In a bid to improve air quality on the London Underground new technology will be trialled at two underground stations to tackle dust levels on the tube network. Transport for London’s 2024/25 Business Plan which reveals the Mayor of London and Chair of TfL Sadiq Khan’s investment priorities, expresses the Mayor’s commitment to improving the air quality on the tube network and the upcoming plans to lower dust levels.
Dust on the Tube is made up of a mix of metal particles – most of which are iron oxide, caused by track and wheel wear and braking, organic matter like skin and hair, and mineral dust according to TfL’s website. TfL maintains that dust levels on the London Underground are below occupational limits set by the Health and Safety Executive (HSE) but are ‘not complacent’ in reducing Tube dust levels further.
TfL will be trialling a new air filtration system at Baker Street and Green Park stations in winter 2023/24 to test innovative solutions for better air quality on the Underground to which the new budget has allocated a further £1 million. In addition, TfL has increased its annual Tube dust cleaning budget to £2 million which is a third more than its previous budget, this will include the cleaning of tube tunnels, track litter picking and station sweeps.

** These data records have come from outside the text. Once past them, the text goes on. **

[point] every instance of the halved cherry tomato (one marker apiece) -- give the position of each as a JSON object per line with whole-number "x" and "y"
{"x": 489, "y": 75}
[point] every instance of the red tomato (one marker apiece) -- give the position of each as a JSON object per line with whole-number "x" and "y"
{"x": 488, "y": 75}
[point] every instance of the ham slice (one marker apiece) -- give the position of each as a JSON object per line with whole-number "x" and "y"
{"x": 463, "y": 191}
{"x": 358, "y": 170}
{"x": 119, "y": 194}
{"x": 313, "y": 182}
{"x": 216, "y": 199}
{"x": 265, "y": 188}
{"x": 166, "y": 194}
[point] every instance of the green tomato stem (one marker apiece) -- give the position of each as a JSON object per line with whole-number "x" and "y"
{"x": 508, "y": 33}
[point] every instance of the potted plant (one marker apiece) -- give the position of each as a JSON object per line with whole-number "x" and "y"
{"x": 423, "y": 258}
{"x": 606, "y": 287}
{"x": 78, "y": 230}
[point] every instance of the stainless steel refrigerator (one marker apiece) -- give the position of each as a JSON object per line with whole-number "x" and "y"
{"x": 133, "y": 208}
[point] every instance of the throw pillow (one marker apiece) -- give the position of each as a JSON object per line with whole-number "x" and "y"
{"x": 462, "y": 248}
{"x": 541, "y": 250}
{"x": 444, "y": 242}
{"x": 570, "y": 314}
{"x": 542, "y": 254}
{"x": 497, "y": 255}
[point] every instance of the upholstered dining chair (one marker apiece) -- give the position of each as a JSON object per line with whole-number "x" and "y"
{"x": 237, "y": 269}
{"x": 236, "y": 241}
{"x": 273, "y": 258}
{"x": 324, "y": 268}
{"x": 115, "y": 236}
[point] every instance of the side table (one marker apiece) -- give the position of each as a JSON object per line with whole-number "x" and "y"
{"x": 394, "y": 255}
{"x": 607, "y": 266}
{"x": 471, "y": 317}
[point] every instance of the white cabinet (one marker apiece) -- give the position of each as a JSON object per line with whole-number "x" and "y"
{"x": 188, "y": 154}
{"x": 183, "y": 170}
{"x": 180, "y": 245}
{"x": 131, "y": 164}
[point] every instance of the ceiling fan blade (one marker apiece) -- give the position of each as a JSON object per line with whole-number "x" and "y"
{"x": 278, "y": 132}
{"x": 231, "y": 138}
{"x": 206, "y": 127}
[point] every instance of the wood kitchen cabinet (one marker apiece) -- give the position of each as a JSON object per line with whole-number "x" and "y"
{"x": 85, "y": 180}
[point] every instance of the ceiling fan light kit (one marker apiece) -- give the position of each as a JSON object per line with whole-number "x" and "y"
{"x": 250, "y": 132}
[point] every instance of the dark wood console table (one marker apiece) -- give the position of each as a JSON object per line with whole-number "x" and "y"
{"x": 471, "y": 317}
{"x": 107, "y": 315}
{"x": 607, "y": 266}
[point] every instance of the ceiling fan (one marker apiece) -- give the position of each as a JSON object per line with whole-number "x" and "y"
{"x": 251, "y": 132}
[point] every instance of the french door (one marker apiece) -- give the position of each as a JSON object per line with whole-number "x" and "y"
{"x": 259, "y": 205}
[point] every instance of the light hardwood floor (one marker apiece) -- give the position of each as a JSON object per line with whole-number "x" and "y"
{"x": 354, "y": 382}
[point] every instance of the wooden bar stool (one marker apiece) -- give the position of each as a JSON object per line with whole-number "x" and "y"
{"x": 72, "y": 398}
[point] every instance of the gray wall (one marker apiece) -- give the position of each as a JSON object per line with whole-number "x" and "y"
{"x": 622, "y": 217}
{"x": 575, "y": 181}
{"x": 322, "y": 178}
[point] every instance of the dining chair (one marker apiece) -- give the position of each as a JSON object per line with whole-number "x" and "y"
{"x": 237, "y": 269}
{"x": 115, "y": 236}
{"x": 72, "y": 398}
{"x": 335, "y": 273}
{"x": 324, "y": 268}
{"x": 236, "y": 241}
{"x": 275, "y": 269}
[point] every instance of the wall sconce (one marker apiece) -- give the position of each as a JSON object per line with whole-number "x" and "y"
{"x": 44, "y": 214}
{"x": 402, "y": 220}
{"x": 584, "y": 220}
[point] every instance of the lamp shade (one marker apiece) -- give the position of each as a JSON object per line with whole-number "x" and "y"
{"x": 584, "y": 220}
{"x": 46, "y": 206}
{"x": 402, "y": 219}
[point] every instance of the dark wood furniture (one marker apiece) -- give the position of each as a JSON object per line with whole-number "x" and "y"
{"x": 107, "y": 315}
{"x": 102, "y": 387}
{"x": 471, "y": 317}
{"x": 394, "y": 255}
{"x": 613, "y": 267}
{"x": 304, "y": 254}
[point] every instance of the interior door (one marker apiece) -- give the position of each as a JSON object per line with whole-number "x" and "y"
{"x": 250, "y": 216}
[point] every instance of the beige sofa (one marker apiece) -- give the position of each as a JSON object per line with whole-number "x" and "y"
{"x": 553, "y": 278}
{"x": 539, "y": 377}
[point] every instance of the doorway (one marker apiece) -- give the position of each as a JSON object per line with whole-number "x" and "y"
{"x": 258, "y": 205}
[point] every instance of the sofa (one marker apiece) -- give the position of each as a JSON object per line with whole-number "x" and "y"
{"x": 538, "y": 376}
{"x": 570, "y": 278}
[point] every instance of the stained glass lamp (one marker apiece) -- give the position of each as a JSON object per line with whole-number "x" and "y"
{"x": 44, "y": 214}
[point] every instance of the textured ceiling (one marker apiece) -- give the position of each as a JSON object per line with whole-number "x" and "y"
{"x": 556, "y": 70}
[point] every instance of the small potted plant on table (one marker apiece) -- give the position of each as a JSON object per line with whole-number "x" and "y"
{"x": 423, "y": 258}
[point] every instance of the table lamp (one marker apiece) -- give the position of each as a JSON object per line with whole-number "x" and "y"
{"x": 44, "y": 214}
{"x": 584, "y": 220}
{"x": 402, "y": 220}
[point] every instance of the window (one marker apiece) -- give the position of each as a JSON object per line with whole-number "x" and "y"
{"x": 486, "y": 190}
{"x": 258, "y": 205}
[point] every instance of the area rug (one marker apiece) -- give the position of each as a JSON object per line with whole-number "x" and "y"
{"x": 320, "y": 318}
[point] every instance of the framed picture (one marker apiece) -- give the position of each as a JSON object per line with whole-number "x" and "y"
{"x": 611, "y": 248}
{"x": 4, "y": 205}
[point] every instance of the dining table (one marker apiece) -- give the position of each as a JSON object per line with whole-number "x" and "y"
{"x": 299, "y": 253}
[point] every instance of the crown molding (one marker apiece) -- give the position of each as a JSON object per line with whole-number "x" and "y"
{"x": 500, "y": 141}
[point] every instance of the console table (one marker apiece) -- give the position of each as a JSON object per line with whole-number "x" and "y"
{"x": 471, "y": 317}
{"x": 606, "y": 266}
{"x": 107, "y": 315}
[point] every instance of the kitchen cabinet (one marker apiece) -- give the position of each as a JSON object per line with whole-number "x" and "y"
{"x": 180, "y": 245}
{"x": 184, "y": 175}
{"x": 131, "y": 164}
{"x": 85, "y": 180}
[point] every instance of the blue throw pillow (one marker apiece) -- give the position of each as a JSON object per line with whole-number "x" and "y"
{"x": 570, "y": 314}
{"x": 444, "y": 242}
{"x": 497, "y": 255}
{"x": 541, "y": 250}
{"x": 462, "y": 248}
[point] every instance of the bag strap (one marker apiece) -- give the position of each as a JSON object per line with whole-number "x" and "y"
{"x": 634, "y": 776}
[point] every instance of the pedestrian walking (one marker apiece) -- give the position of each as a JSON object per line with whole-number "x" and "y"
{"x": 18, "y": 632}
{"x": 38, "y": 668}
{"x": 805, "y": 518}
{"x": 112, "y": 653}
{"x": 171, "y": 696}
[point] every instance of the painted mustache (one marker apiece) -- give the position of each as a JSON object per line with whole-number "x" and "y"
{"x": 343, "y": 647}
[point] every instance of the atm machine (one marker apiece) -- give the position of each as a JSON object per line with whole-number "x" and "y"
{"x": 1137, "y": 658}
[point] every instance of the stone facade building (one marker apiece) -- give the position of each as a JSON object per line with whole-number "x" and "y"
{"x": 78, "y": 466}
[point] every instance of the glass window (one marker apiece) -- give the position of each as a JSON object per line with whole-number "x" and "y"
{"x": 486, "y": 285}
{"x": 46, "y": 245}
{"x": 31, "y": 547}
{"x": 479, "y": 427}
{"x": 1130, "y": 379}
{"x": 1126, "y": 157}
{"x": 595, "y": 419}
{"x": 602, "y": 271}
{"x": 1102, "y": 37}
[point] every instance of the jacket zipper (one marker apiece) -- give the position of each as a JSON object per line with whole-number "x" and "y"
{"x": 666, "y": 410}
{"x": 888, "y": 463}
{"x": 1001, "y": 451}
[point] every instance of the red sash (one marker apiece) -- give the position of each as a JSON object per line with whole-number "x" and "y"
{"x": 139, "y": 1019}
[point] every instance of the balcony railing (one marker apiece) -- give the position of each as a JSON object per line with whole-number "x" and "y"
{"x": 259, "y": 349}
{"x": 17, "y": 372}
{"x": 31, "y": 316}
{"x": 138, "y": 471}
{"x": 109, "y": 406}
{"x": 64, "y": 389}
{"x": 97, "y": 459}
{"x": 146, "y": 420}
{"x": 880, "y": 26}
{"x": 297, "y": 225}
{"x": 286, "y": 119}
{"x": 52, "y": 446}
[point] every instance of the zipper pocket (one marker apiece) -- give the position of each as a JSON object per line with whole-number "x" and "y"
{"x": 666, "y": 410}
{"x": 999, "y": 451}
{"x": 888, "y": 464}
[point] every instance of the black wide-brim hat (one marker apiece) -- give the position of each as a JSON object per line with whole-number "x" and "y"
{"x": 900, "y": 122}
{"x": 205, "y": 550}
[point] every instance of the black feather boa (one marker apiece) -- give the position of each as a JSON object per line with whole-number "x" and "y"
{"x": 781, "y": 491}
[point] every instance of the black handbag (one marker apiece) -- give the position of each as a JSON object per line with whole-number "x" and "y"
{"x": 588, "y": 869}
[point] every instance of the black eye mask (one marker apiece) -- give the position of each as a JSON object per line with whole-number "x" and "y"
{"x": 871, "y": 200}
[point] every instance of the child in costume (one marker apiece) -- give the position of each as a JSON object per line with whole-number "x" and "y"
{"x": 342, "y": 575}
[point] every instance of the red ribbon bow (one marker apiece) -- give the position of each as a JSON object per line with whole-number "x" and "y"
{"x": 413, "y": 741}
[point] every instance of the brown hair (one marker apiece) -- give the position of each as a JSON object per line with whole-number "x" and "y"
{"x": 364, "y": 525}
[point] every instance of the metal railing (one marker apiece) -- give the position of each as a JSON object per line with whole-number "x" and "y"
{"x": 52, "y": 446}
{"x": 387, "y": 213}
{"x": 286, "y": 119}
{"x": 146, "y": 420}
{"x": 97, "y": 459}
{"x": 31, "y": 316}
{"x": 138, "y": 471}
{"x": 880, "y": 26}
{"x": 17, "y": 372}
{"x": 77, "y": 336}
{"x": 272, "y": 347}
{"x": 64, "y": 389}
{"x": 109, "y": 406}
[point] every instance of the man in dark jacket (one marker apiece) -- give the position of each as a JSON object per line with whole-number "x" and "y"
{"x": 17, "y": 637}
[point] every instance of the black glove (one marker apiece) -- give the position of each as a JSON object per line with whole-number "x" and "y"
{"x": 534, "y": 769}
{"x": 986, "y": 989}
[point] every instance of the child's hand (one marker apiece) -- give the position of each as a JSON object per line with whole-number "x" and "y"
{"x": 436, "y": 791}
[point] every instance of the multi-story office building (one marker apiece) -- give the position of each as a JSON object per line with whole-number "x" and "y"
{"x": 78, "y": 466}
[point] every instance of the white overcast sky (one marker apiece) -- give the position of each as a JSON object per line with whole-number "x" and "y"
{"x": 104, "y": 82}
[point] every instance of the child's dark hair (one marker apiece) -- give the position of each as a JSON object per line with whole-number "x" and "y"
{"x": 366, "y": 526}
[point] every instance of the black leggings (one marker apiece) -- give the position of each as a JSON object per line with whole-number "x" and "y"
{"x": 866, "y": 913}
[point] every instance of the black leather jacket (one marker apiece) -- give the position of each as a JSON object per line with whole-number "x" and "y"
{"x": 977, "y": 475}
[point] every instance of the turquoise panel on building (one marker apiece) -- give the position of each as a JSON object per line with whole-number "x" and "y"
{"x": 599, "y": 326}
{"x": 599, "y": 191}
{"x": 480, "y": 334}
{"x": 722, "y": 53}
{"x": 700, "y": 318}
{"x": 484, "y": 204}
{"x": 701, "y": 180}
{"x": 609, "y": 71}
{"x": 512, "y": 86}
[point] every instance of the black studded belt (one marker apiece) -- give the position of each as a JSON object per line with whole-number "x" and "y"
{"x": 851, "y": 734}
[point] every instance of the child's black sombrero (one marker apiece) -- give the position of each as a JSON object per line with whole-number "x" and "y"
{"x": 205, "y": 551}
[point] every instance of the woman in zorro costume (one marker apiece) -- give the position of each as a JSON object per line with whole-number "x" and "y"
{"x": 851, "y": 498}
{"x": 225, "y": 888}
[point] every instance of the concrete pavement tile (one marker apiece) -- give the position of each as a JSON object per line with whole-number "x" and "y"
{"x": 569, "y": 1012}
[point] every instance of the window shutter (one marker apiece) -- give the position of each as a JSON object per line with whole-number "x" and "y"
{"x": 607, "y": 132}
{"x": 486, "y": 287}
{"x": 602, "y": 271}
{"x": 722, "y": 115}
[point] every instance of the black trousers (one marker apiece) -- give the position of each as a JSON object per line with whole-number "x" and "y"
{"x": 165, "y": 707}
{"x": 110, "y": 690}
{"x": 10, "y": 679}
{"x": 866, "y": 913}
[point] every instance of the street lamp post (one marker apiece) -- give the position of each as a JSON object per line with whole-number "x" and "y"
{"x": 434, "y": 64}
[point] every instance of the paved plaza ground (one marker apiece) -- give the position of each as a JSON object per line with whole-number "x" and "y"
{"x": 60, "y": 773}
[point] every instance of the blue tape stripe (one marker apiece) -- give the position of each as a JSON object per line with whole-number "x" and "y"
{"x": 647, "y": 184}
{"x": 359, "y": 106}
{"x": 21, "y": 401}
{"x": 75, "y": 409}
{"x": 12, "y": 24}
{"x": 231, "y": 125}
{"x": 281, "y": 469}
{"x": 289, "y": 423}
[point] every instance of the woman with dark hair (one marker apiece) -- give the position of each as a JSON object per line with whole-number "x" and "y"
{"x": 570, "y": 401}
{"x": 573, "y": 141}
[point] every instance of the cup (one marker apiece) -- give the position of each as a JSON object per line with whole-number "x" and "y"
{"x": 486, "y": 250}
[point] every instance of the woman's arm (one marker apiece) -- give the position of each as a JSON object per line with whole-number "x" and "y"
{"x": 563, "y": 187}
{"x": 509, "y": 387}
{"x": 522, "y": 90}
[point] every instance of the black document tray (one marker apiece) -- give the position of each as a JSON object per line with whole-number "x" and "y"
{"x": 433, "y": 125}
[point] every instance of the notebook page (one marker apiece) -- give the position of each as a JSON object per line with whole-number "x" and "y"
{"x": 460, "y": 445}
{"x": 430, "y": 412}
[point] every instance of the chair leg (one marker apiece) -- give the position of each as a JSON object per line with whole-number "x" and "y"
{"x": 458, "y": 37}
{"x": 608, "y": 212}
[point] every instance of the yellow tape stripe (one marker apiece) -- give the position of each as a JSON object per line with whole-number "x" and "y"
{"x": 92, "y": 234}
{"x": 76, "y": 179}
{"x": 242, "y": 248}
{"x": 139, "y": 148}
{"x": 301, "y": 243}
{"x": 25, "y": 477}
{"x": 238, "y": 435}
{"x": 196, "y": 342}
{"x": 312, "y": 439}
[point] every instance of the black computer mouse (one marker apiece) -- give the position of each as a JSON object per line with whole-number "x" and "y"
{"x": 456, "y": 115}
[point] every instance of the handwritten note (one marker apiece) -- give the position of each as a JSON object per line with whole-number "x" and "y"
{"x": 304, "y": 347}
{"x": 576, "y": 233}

Efforts to improve air quality and dust levels have been ongoing with TfL taking a targetted approach in the most affected areas showing the highest levels of dust and it seems to have been effective so far. Data released by TfL in 2021 has revealed that the Hammersmith and City Line had the highest levels of dust whilst the Central Line had the highest PM (particulate matter) readings on the network. Mobile backpack vacuum cleaners have been introduced and the Business Plan has highlighted the multi-year contract with 4-Rail that will ensure regular monitoring of air quality until 2025.
TfL has reported, “In-station dust levels on the Tube fell by 19% and in the driver’s cab by 37% between 2020 and 2021″ and the most recent results in 2023 indicate a continuation of this downward trend across the network.
Sadiq Khan has previously insisted to passengers that the network is safe to travel on despite a Cambridge study published in 2022 suggesting that the nanoparticles made from wheel, track, and brake abrasion with “their smaller size makes it possible to pass from lungs to the bloodstream” although it’s unclear yet if these particles pose a health risk.